British and Australian novelist (1890–1961)

Angela Margaret Thirkell (/ˈθɜːrkəl/; , 30 January 1890 – 29 January 1961) was an English and Australian novelist. She also published one novel, Trooper to Southern Cross, under the pseudonym Leslie Parker.

==Early life==
Angela Margaret Mackail was the elder daughter of John William Mackail (1859–1945), a Scottish classical scholar and civil servant from the Isle of Bute who was the Oxford Professor of Poetry from 1906 to 1911. Her mother, Margaret Burne-Jones, was the daughter of the Pre-Raphaelite painter Edward Burne-Jones, and through her, Thirkell was the first cousin once removed of Rudyard Kipling and Stanley Baldwin. Her brother, Denis Mackail (1892–1971), was also a novelist and they had a younger sister, Clare.

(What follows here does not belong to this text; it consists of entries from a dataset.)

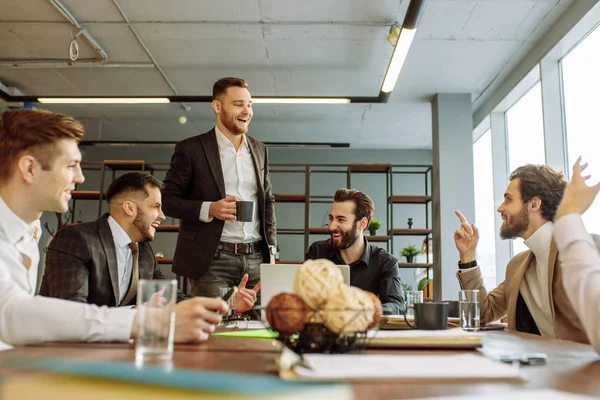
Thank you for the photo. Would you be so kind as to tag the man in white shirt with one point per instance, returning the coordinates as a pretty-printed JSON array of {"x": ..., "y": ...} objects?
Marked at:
[
  {"x": 93, "y": 262},
  {"x": 531, "y": 296},
  {"x": 40, "y": 167},
  {"x": 208, "y": 174},
  {"x": 578, "y": 252}
]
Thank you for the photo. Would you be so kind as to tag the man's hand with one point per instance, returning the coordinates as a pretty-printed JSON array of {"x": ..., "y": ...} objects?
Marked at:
[
  {"x": 196, "y": 318},
  {"x": 245, "y": 298},
  {"x": 223, "y": 209},
  {"x": 578, "y": 196},
  {"x": 466, "y": 238}
]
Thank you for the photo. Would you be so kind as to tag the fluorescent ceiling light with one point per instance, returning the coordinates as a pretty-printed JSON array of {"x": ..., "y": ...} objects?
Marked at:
[
  {"x": 398, "y": 58},
  {"x": 300, "y": 100},
  {"x": 104, "y": 100}
]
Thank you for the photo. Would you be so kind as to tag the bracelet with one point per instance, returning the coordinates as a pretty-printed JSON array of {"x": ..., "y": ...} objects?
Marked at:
[{"x": 467, "y": 265}]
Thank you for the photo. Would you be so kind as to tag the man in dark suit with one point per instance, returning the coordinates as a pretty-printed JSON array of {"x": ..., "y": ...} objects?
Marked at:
[
  {"x": 95, "y": 262},
  {"x": 208, "y": 174}
]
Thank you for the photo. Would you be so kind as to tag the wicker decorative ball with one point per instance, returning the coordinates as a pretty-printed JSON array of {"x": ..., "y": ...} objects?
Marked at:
[
  {"x": 376, "y": 307},
  {"x": 316, "y": 281},
  {"x": 349, "y": 310},
  {"x": 287, "y": 313}
]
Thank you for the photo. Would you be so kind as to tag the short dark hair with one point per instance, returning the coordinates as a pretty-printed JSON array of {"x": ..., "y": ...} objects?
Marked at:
[
  {"x": 36, "y": 132},
  {"x": 221, "y": 86},
  {"x": 543, "y": 181},
  {"x": 134, "y": 183},
  {"x": 364, "y": 206}
]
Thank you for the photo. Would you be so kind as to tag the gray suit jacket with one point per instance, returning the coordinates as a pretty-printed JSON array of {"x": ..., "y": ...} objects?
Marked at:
[
  {"x": 81, "y": 265},
  {"x": 196, "y": 176}
]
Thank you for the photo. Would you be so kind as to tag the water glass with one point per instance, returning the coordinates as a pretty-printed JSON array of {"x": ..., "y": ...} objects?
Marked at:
[
  {"x": 469, "y": 309},
  {"x": 413, "y": 297},
  {"x": 155, "y": 320}
]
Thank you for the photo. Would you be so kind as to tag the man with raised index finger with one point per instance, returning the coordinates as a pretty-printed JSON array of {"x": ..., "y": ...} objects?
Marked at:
[{"x": 532, "y": 294}]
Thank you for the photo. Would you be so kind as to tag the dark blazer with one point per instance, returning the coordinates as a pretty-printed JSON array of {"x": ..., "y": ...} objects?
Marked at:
[
  {"x": 81, "y": 265},
  {"x": 195, "y": 176}
]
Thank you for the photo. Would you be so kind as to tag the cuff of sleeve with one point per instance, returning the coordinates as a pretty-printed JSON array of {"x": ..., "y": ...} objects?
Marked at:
[
  {"x": 118, "y": 328},
  {"x": 204, "y": 212},
  {"x": 570, "y": 229}
]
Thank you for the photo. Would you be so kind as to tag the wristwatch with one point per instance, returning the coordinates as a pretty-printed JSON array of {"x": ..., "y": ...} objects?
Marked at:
[
  {"x": 273, "y": 249},
  {"x": 467, "y": 265}
]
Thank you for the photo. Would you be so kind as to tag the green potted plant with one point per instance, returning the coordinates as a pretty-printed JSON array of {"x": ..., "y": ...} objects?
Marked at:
[
  {"x": 373, "y": 226},
  {"x": 409, "y": 252}
]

Angela was tall, "with legs like columns, and large, masculine feet" and she ruled over her younger cousins and siblings, who called her AKB—Angela Knows Best.

Angela Mackail was educated in London at Claude Montefiore's Froebel Institute, then at St Paul's Girls' School, Hammersmith, and in Paris at a finishing school for young ladies.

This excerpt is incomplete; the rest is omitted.